I am trying to extract Issue Data from Emma website and CUSIP numbers in the first column are not recognized by Data Scraping tool. All other columns are extracted perfectly.
To get to the table:
First, thank you for posting the steps to get to the table. This helps us a lot in troubleshooting.
I’ve looked into the UI Tree in UIExplorer, and the CUSIP field is actually an image, rather than text. This is why it is returning as blank. Scraping the text from the image will be complicated, unfortunately.
To get the elements, you will need to iterate over the table rows (starting with row 3) using this selector (modify for use with browsers other than Chrome)
You’ll need to have a variable in place of the 3 to iterate over the rows in a While loop and get the image using an OCR activity on the selectors (Tesseract will be sufficient for images like this, but use whichever you like). Use that to get the text data and store it in the empty fields of your table.
Not sure why they’re storing this field as an image, but it makes automation take additional steps here.
Just to make sure you are on the right track, you wont be able to use Data Scraping if that first column is needed because of that being an image… You will need to automate the crapping manually, including the paging. Let us know if you need any further assistance!
Thank you @bcorrea and @Anthony_Humphries!
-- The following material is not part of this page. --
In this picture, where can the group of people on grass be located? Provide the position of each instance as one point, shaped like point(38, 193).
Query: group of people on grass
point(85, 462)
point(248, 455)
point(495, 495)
I was able to apply OCR Tesseract Screen scraping tool. It worked better when I followed CUSIP image hyperlink and scrapped from the new page (vs. trying to recognize the image in the table).
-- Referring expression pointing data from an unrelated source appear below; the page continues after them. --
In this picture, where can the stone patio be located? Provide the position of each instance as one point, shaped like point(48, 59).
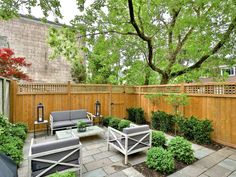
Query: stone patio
point(98, 162)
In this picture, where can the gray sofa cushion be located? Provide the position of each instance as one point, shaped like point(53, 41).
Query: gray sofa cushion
point(66, 123)
point(78, 114)
point(60, 116)
point(87, 121)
The quality of recognition is not ideal (especially for CUSIP 14800PEW3 values), so I played with different scale values - 35 works best for now. Are there any other features I can play with to improve recognition accuracy?
There are other OCR tools, but I’ve found best results tweaking the scale and trying different screen reading methods. Tesseract supports None, Scan, Screen, and Legacy. I’ve had the best luck with Scan and Screen.